Quote of the Week
“But we need not to go far, the inquiry ceases at once, for, the time has found us.” – Thomas Paine
Tech Corner
This week I am combining the Tech Corner and Larry’s Thoughts into one to give you our economic update and projections for the first quarter of 2021.
“Skate to where the puck’s going to be, not to where it has been” Wayne Gretzky, probably the best ice hockey player in the history of the sport.
As I have been saying for the last few months, we are solidly in economic Quad II. Quad II is characterized by growth increasing and inflation increasing. Quad II, along with Quad I (growth increasing, inflation declining), are the best quadrants for making money. Quad II is especially good for stock prices and commodity prices increasing. So with our portfolios, we have “skated to where the puck is going to be,” and we have been there since the middle of November of 2020.
The data is saying that this is a powerful Quad II. What is really exciting is that the rest of the world is also in Quad II. Based on the data showing the strength of the economic recovery, we and the rest of the world should stay in Quad II through the second quarter of 2021. So it looks like “smooth sailing” at least until June or July.
We believe there should be good news going forward. As tracked by the Gross Domestic Product (GDP), the economy is expected to grow year over year by +11%. This is the largest GDP growth since the end of World War II.
Many things are causing this growth.
First, we have robust consumer demand coming soon. As the effect of the increased vaccine deployment, people will start to come out of their sequestration and begin to spend on things they were unable to spend on for the last ten months. Restaurants, cruise lines, hotels, and most consumer discretionary items will be in high demand. It will be like we have just gotten out of jail, and we will take advantage of our freedom. During the last ten months, people have drastically cut back on consumer discretionary items because they couldn’t spend on them. Now, add this to the mix, since March 2020, Americans have saved 1.55 trillion dollars. This is an immense amount of money waiting to be spent. The University of Michigan says that spending expectations are at a four-year high.
Second, consumer goods inventories are low. This means that a lot of stuff needs to be produced to meet the coming spending wave’s demand. That means that the companies making those goods will increase their revenues. The corporate profit cycle over the next 12 months is expected to increase by over 30%. Remember, higher profits mean higher stock prices.
Third, the Fed is pumping more than $120 billion into the economy every month. More money into the system means there is more money to spend. I don’t see this stopping. President-elect Biden has sent a strong message to the markets by appointing Janet Yellen to be Treasury Secretary. Plus, add in Cecilia Rouse’s appointment to be the head of the Council of Economic Advisors. Those two, along with the Fed chairman Jerome Powell are poised with a mission to address the economic inequality in America. That means the economic floodgates will be wide open to boost the economy.

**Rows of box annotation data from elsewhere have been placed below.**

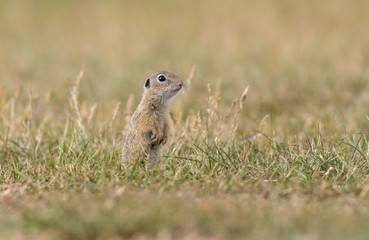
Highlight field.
[0,0,369,239]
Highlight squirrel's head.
[144,71,183,104]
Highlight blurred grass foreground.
[0,0,369,239]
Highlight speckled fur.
[122,71,183,164]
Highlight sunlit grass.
[0,1,369,239]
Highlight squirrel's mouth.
[173,86,182,92]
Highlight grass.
[0,0,369,239]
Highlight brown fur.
[122,71,183,163]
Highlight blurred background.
[0,0,369,134]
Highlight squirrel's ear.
[145,79,150,88]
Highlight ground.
[0,0,369,239]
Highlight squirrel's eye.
[158,75,167,82]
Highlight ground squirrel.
[122,71,183,164]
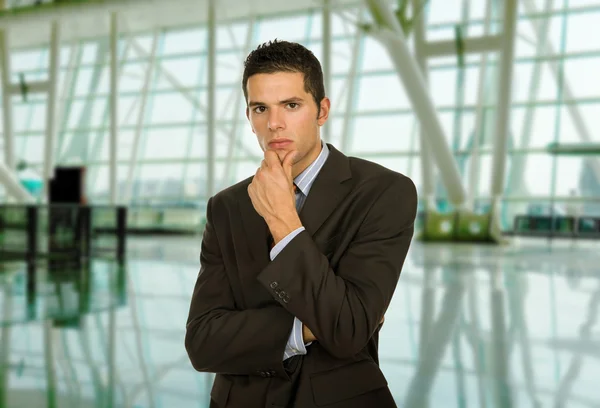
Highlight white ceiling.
[0,0,362,49]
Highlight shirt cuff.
[270,227,304,261]
[283,317,310,360]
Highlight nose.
[267,109,285,131]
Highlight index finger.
[265,150,281,167]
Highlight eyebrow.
[248,96,304,107]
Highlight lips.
[269,139,292,149]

Okay, where should we be invested to take advantage of “where the puck is now.” First, let’s start where not to be invested. We are currently taking a step away from bonds. With inflation increasing interest rates will be rising, and when interest rates rise, bond values go down. We have already seen that happen. If you are going to refinance or get a new home mortgage, the window is closing.
We are also avoiding Real Estate Investment Trusts and Utilities. Because REITs and Utilities pay a fixed dividend, they act like bond substitutes. Gold is another investment we are avoiding. Gold doesn’t pay interest or dividends, so when interest rates rise, fixed-income investments become more attractive, so investors move out of Gold.
Where do we go? In Quad II, we want to take advantage of inflation, so we invest in commodities, including energy. Because the dollar is going down, we want to invest in currencies of other countries.
Finally, with the economy improving and the consumer’s pent-up demand, and the $1.55 trillion in consumers’ pockets, we want to be in the stock market.